O lockdown se estenderia por vinte e quatro horas, contadas desde o dia anterior, até que outras providências ganhassem corpo – e uma delas, já anunciada bem cedo, era um toque de recolher por tempo indeterminado, o que poderia ser um sinal do anúncio, em breve, de algum preocupante estado de exceção. Relâmpagos pontuaram, com flashes monstruosos, essa noite escura, como se o próprio céu estivesse tirando fotos. Ninguém sabia ao certo o que poderia acontecer nas próximas horas, nos próximos dias.

Olhei pela janela, até onde podia enxergar, a cidade sob a chuva fina. A capital amanheceu deserta. Ouvia-se um sino, o badalar abafado de algum sino, talvez em outro bairro, que não se costumava ouvir com o ruído do tráfego em dias rotineiros, agora audível no silêncio geral. Lembrei-me do sepultamento de meu pai, do som característico do único sino em minha cidade, sempre tão próximo de tudo tão próximo, de pessoas próximas, tão caro a mim desde a infância. A primeira chuva sem meu pai. Sem a Cleo. Sem a minha confidente noturna. A primeira chuva de um novo tempo, imprevisível e perigoso. O sino desse dia deflagrava mansamente uma inspiração sóbria mas não contida. Um alerta sem fúria. Um recado contra o esquecimento. Continuava vivo, mesmo em períodos sombrios como esse, de sons agressivos e silêncios amedrontados.
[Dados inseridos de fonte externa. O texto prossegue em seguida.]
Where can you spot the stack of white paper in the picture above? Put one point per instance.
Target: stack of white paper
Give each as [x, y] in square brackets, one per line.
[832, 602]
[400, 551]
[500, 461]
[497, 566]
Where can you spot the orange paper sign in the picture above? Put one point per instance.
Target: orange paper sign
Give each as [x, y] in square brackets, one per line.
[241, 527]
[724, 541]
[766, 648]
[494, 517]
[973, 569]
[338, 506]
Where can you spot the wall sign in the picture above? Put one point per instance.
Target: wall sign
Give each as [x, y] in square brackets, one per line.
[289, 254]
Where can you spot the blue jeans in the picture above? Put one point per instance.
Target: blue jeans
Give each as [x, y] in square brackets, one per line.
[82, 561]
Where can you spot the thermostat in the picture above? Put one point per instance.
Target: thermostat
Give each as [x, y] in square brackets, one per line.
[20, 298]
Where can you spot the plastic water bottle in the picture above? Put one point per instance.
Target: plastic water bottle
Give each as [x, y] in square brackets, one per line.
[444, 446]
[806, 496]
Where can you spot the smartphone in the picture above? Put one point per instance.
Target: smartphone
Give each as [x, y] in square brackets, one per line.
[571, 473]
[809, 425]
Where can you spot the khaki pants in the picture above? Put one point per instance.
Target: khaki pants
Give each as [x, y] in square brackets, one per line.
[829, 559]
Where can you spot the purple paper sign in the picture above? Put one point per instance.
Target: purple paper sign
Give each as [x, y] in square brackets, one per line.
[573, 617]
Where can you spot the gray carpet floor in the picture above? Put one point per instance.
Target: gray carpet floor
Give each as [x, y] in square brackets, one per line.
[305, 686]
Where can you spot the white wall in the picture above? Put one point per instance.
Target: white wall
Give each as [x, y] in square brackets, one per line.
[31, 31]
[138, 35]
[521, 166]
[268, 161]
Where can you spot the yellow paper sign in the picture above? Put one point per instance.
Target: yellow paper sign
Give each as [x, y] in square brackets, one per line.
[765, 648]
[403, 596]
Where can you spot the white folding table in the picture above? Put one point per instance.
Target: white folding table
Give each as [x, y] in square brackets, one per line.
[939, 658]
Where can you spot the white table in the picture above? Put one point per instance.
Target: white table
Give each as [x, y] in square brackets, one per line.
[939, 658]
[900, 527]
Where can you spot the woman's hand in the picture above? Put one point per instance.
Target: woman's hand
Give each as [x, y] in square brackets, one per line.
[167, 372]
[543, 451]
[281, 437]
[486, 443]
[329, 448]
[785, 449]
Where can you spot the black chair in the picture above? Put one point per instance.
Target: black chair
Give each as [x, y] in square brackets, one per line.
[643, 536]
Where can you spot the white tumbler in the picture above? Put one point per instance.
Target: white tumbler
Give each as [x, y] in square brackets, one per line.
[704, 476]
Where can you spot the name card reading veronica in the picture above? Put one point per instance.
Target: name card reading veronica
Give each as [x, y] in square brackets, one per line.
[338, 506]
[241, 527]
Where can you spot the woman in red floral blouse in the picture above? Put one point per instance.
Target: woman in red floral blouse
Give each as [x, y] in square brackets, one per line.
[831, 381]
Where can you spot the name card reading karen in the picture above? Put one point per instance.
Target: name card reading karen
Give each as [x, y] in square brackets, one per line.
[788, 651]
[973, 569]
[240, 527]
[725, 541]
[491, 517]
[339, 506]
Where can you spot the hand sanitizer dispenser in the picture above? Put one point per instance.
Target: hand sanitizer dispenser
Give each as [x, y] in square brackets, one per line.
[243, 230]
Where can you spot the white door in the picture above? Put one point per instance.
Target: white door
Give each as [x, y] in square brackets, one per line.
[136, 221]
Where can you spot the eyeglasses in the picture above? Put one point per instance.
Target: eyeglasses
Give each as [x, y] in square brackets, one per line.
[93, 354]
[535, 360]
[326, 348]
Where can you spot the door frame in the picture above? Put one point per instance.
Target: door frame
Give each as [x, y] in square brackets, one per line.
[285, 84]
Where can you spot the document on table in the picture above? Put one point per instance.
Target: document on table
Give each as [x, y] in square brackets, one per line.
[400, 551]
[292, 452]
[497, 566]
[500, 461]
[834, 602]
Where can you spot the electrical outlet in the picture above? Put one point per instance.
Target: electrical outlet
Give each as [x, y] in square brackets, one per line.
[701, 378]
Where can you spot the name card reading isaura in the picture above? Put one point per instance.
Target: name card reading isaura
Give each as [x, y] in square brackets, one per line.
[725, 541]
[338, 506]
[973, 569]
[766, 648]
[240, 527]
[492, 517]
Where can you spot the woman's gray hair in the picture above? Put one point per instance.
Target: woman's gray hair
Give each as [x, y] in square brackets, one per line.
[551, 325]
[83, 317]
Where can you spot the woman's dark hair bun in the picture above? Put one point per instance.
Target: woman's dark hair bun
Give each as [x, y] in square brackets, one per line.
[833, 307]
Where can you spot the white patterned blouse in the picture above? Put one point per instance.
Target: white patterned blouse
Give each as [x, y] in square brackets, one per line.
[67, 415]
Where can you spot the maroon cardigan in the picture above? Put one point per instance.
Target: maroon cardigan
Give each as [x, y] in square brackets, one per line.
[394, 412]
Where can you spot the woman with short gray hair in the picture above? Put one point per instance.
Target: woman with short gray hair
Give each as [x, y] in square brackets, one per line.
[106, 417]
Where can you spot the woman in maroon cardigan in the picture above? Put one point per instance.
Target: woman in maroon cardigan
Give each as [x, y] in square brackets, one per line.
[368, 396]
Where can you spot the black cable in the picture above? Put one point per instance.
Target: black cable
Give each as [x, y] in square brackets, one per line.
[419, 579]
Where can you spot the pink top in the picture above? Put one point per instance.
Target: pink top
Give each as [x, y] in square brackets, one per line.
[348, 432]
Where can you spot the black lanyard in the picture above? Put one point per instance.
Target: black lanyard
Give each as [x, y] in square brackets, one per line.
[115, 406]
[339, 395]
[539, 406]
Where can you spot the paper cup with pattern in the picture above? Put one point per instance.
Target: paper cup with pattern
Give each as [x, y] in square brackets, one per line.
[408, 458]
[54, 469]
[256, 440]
Agora uma chuva mais fina fazia tudo cinza e desbotado, sem sinal do sol. Nunca na vida eu vira algo parecido. A metrópole sob a capa de uma penumbra branca. Sem movimento. Sem vida. Esquadrinhada por aeros militares, também silenciosos. A cidade, talvez a nação toda, nos tons de uma aquarela esmaecida, imersa sob a densidade de uma quietude assustadora. A desfigurada aquarela do país.
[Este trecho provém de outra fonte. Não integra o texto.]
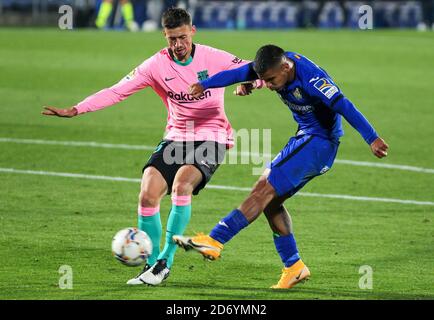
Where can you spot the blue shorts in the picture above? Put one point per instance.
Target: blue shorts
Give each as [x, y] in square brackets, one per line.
[303, 158]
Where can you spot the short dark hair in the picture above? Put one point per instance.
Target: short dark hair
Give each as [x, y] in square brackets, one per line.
[175, 17]
[267, 57]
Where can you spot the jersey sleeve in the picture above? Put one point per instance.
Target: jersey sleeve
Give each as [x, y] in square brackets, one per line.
[139, 78]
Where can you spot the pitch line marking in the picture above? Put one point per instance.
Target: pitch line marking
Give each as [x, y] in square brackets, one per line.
[218, 187]
[93, 144]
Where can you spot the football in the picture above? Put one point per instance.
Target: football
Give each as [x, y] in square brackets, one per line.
[131, 247]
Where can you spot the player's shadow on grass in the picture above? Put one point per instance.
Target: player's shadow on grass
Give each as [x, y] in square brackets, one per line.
[298, 292]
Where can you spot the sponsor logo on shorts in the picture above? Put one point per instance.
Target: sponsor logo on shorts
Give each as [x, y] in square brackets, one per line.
[326, 87]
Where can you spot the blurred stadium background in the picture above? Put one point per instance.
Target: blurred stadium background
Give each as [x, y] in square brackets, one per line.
[229, 14]
[364, 212]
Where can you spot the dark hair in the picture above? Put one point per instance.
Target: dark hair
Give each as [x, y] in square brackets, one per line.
[175, 17]
[267, 57]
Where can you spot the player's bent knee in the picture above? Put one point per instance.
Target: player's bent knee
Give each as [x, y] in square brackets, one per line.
[182, 188]
[148, 199]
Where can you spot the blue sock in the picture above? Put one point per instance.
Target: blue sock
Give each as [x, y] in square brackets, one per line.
[287, 249]
[229, 226]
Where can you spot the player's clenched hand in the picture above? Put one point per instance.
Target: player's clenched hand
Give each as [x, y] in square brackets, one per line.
[244, 89]
[379, 148]
[196, 90]
[67, 113]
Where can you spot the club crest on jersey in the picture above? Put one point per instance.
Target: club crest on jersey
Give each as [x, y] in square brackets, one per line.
[326, 87]
[202, 75]
[297, 94]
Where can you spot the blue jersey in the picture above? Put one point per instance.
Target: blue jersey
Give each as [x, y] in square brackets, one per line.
[315, 101]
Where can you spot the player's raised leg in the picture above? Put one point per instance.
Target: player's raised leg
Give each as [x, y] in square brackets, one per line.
[280, 222]
[104, 13]
[153, 188]
[210, 246]
[186, 180]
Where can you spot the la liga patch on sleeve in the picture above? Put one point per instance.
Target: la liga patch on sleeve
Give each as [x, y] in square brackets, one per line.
[326, 87]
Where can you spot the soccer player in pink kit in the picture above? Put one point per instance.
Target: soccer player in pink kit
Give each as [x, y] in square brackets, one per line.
[197, 132]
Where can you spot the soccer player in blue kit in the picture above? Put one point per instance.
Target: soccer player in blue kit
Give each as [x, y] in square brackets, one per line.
[317, 105]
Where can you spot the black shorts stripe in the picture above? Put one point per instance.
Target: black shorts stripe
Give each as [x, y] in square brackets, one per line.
[293, 153]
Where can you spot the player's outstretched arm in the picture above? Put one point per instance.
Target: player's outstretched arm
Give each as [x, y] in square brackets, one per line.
[347, 109]
[64, 113]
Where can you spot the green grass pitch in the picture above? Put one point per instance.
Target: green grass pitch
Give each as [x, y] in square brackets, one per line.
[47, 222]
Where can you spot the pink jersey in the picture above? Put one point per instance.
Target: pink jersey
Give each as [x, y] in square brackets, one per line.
[199, 119]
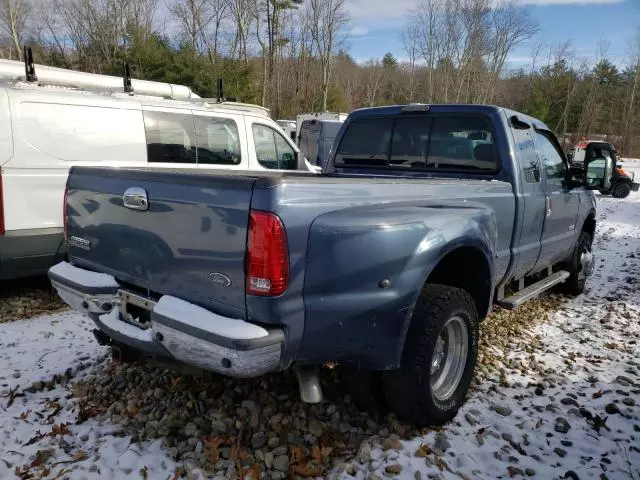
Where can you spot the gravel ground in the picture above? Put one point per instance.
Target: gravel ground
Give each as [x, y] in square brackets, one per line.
[27, 297]
[227, 426]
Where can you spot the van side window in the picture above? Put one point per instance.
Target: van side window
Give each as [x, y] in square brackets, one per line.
[218, 141]
[272, 150]
[552, 159]
[171, 137]
[527, 155]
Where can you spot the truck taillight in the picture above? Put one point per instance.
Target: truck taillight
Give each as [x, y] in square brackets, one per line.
[267, 255]
[64, 213]
[2, 228]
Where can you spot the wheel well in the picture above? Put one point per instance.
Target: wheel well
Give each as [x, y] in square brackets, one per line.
[466, 268]
[589, 225]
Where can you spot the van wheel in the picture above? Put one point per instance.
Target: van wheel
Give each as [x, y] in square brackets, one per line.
[438, 359]
[580, 267]
[622, 190]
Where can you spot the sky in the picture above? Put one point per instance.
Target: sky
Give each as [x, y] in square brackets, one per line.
[376, 28]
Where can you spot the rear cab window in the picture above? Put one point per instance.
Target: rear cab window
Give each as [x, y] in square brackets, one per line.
[439, 142]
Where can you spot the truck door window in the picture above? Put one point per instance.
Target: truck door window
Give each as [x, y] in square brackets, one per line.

Eu não conseguia parar de pensar na Cleo, e raciocinava além de minhas forças, buscando, com uma urgência nervosa, encontrar um meio de me informar sobre ela, de localizá-la, a todo custo. Cleo, minha querida, onde estará você agora? Não suporto imaginar que possa ter sofrido nas mãos desses canalhas, em poder dessa gente horrível! Muito menos que tenha sucumbido a eles, que talvez não esteja mais aqui, outra vítima dessa hipocrisia em larga escala, tóxica e criminosa. Não suporto imaginar a garota linda, a pessoa linda que você é, seus olhos lindos na escuridão.